Ooki DAO, the Decentralized Autonomous Organization, was sued by the United States Commodity Futures Trading Commission (CFTC) as the regulator accused its voting members of violating the Commodity and Exchange Act.
According to the regulator, DAO members are liable for their individual roles in connection with developing a decentralized margin trading blockchain protocol and failing to utilize KYC for platform participation as required by CEA regulations. With the lawsuit from the CFTC now filed, the DAO has opened a public forum for discussion such that its members will explore the best avenues to respond to the lawsuit.
Some options were laid down by the forum post that will guide the community members in choosing what the best approach should be.

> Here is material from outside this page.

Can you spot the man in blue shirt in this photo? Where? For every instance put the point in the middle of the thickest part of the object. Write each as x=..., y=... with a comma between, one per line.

According to the post, through voting, Ooki DAO members can choose to approve allocating Ooki treasury funds to be spent to retain legal counsel to represent Ooki DAO members; approve the allocation of Ooki treasury funds for the DAO to continue operating and any future contingency runway; seeking support from the broader NFT and DeFi world, and releasing an NFT collection to support the ongoing fight.
Ooki DAO is confident in gaining the support of the broader ecosystem as the precedents set by the lawsuit will affect the future approach of the CFTC and other regulators to other major DAOs operating in the industry. Worse still, the CFTC wanted every member of the DAO who contributes to the project through voting to answer individually for their participation in the protocol’s governance.
Ooki DAO and the broader observers in the Web3.0 ecosystem consider this a very brute affront to the future survival of DAOs which are just an innovative subset of the crypto ecosystem.
Stakeholders in the crypto ecosystem are now rising up in solidarity against the approach of US regulators to new blockchain technologies.
Like Ooki DAO, many are speaking against the arrest of Alex Pertsev, the core developer of the Tornado Cash protocol. Additionally, the sanctions of the crypto mixer by the US Treasury Department are being contested by a coalition of industry stakeholders, including Coinbase.